Mason was also a City favourite long before Amec. In fact, his star was in the ascendant after he steered the management buyout of Norwest Holst in 1985, a deal that marked his transition from rank-and-file contractor to business strategist. Six years later, when Norwest Holst was bought by French giant SGE Groupe, his stake fetched more than £1m, and he is said to live in "some style" in his 16th-century house in Cheshire.
He takes his practical style home with him. His weekends are occupied with "project managing" home improvements and renovating classic cars. In fact, anything that does not involve a plan and outcome does not seem to be his strong point. Although Amec's head office is next door to London's Barbican Centre, he is unabashed to admit that he has never been there. He does not hanker after an alternative career, and the response to more subjective questions tends to be a variation on "I hadn't thought of it like that".
Mason is far more comfortable talking about the next milestones on the Amec success story. The path ahead has already been marked out, and includes the sale of 1700-unit, £200m-turnover Fairclough Homes to Texas-based Centex, and a decision on the future of loss-making German subsidiary Kittelberger, now reduced to caretaking three small contracts.
Fairclough was becoming an uneasy fit with the rest of Amec's businesses, given the contrast between its relatively short cycles and Amec's longer-term horizons. "There was a legitimate financial synergy – the rest of the business generates cash and housebuilding uses it – but no activity relationship between Fairclough and the rest of the business," Mason explains. Cash freed by the sale will be invested in PFI projects.
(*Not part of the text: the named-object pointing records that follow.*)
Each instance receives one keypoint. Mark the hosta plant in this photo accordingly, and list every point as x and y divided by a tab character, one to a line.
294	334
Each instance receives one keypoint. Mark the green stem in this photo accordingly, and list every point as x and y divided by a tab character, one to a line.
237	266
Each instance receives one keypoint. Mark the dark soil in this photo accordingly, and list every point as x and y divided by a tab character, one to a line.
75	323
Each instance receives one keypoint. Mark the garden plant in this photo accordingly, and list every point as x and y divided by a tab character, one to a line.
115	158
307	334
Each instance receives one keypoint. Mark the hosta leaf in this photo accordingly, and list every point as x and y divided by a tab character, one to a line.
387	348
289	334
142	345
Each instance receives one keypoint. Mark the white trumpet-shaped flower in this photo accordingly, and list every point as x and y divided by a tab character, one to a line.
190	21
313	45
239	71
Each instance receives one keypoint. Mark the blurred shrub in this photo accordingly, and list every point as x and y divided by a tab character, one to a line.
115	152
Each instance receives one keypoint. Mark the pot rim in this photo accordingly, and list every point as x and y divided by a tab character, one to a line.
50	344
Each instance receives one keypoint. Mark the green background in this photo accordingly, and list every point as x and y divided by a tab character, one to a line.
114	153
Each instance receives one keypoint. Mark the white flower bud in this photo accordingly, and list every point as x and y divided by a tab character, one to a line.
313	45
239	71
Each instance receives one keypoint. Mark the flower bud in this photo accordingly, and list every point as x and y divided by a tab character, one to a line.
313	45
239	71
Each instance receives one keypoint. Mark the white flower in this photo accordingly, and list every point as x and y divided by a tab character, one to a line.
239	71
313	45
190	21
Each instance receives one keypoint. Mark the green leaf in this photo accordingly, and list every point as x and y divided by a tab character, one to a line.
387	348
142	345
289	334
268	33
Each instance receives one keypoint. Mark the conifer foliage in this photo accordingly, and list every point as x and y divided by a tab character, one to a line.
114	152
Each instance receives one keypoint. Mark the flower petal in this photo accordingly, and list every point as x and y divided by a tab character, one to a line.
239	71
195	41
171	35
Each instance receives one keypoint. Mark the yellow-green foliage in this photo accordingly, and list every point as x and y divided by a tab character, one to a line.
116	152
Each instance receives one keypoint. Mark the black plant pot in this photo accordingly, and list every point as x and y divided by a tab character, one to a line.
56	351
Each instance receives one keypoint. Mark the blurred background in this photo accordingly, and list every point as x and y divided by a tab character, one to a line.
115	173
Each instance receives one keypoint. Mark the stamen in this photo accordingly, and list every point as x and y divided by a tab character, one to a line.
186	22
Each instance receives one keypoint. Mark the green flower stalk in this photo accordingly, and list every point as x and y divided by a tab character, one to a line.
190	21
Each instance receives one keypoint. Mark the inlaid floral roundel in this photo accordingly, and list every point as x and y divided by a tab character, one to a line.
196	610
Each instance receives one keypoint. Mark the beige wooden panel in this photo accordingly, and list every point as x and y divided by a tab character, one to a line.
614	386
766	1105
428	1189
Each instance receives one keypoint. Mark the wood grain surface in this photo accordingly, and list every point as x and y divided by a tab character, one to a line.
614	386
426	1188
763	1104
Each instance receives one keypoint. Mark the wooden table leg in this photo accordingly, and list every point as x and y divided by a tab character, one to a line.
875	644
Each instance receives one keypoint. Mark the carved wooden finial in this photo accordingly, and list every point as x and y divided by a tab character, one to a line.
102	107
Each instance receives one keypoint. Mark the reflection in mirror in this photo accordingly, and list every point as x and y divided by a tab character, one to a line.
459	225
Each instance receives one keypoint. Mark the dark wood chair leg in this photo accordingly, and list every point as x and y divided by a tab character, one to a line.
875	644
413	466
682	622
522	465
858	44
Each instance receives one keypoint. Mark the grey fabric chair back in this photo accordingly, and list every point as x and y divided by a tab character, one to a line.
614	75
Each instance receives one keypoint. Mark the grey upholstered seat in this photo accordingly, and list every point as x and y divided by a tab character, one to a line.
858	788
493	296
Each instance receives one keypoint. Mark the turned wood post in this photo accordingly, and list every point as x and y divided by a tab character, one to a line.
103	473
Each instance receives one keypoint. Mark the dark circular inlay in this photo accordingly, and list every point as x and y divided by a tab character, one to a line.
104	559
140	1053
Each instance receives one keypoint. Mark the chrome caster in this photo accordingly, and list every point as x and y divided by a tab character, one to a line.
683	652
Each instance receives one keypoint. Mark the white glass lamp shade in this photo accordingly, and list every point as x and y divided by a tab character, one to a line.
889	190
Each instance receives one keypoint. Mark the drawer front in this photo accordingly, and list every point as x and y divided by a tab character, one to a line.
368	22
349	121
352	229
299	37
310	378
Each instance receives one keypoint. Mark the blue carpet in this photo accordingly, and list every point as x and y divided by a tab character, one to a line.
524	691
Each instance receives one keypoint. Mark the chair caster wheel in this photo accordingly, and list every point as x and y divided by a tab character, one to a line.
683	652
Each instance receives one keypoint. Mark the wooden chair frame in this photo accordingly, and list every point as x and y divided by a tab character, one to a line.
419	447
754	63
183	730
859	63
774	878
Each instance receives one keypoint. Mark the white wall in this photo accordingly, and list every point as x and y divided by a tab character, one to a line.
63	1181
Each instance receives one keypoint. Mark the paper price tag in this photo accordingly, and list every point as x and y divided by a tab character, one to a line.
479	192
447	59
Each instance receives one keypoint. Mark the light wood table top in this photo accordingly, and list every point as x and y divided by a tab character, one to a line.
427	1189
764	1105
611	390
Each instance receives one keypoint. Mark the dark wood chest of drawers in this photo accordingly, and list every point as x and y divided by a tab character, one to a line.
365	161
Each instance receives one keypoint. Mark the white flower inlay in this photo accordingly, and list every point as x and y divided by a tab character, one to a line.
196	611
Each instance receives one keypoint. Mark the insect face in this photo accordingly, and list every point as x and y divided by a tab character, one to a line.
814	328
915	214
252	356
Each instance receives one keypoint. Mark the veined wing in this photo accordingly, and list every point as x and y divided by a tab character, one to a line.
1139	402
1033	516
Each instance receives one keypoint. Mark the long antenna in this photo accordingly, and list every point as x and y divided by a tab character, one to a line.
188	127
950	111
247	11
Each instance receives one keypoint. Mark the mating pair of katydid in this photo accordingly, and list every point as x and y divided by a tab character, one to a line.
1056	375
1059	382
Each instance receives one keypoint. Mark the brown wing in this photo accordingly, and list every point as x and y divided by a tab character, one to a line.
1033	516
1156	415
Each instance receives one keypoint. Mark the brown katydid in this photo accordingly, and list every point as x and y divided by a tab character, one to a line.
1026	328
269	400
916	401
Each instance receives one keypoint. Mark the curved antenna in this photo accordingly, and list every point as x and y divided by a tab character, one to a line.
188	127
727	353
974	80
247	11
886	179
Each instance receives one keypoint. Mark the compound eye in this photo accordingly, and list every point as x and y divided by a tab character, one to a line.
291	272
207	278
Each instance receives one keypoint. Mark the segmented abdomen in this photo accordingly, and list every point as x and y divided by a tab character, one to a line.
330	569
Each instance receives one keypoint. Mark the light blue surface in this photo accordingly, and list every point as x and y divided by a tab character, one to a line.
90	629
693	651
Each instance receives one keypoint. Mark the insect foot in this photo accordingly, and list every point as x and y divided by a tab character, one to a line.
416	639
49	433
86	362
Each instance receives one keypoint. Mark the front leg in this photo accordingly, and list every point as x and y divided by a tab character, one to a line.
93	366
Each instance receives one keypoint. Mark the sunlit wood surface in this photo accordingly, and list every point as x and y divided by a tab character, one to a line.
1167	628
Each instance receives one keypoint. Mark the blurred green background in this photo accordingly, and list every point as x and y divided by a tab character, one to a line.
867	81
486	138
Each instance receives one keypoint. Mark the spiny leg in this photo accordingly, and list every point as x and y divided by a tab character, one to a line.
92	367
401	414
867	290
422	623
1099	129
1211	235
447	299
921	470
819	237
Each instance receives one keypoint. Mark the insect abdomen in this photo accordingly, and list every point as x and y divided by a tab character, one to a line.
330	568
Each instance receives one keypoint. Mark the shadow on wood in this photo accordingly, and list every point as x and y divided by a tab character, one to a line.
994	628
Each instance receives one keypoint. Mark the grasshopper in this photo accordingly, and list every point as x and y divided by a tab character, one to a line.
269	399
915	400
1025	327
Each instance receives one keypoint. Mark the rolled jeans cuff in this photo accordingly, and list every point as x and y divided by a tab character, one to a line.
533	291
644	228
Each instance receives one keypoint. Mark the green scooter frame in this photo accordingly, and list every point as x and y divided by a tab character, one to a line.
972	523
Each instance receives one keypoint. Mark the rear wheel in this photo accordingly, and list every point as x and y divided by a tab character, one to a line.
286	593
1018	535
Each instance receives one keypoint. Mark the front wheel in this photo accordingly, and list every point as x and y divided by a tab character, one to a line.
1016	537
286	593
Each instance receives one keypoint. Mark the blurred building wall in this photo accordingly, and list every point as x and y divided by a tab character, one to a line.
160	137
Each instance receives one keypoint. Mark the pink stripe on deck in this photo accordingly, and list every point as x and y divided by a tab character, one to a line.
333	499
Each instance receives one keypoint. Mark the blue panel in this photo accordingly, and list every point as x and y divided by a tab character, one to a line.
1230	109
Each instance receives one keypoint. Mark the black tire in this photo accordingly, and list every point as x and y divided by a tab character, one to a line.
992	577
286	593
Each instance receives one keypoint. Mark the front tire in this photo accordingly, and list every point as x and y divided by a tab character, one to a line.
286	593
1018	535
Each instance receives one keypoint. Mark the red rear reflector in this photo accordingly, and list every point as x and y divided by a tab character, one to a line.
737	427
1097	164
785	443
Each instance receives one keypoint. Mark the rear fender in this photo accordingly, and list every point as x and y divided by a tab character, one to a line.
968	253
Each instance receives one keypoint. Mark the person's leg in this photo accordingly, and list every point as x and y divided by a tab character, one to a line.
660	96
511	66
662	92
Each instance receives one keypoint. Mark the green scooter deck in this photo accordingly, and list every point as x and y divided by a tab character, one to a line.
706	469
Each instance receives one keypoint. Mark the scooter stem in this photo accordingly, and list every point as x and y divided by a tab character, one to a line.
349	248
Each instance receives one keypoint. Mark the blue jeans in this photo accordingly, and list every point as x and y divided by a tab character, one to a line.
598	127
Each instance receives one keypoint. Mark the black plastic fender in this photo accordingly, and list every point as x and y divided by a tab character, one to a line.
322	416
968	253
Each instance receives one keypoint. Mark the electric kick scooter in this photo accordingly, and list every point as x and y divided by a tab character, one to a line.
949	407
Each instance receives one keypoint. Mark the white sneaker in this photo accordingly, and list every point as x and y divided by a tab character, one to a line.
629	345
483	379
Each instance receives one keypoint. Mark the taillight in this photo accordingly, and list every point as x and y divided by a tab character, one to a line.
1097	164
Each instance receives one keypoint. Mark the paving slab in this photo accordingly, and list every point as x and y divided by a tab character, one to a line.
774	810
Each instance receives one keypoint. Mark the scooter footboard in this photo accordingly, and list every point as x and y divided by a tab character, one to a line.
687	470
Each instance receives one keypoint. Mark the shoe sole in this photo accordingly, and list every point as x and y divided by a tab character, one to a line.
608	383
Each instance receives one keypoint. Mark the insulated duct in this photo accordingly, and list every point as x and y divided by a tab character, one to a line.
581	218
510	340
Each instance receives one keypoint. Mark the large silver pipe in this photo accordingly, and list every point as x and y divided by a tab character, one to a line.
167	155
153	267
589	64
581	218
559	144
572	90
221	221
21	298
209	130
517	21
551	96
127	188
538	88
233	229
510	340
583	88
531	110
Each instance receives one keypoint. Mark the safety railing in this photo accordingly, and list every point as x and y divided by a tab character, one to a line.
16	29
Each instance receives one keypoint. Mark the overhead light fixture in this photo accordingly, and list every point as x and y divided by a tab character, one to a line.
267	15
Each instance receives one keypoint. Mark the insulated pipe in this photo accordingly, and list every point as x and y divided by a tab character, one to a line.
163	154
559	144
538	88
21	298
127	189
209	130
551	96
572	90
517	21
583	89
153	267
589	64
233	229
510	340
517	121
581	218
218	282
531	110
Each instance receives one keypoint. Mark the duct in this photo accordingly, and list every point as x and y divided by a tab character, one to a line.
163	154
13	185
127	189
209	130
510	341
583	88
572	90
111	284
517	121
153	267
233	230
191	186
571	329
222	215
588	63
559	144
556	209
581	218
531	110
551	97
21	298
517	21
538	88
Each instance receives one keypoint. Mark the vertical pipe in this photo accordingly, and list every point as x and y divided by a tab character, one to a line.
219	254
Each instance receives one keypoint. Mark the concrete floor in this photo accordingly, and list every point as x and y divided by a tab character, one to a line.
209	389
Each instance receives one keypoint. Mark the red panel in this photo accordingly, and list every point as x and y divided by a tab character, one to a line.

He also takes the opportunity to draw a line under last year's speculation that Amec was interested in Tarmac's contracting arm. Mason confirms that "we looked at a number of major UK businesses, but it wasn't for us. We have worked hard to exit traditional UK contracting". In fact, Mason seems satisfied that Amec – or the Amec/Spie combination – has reached an optimum size, but would consider "bolting on technical or design skills that would bring a competitive advantage".
Other developments include increasing the percentage of negotiated work above its current 60%, working with the Ministry of Defence to make prime contracting a success, courting more of the high-tech and pharmaceutical clients that made such a contribution to this year's results, and cashing in on the leading edge of corporate PFI.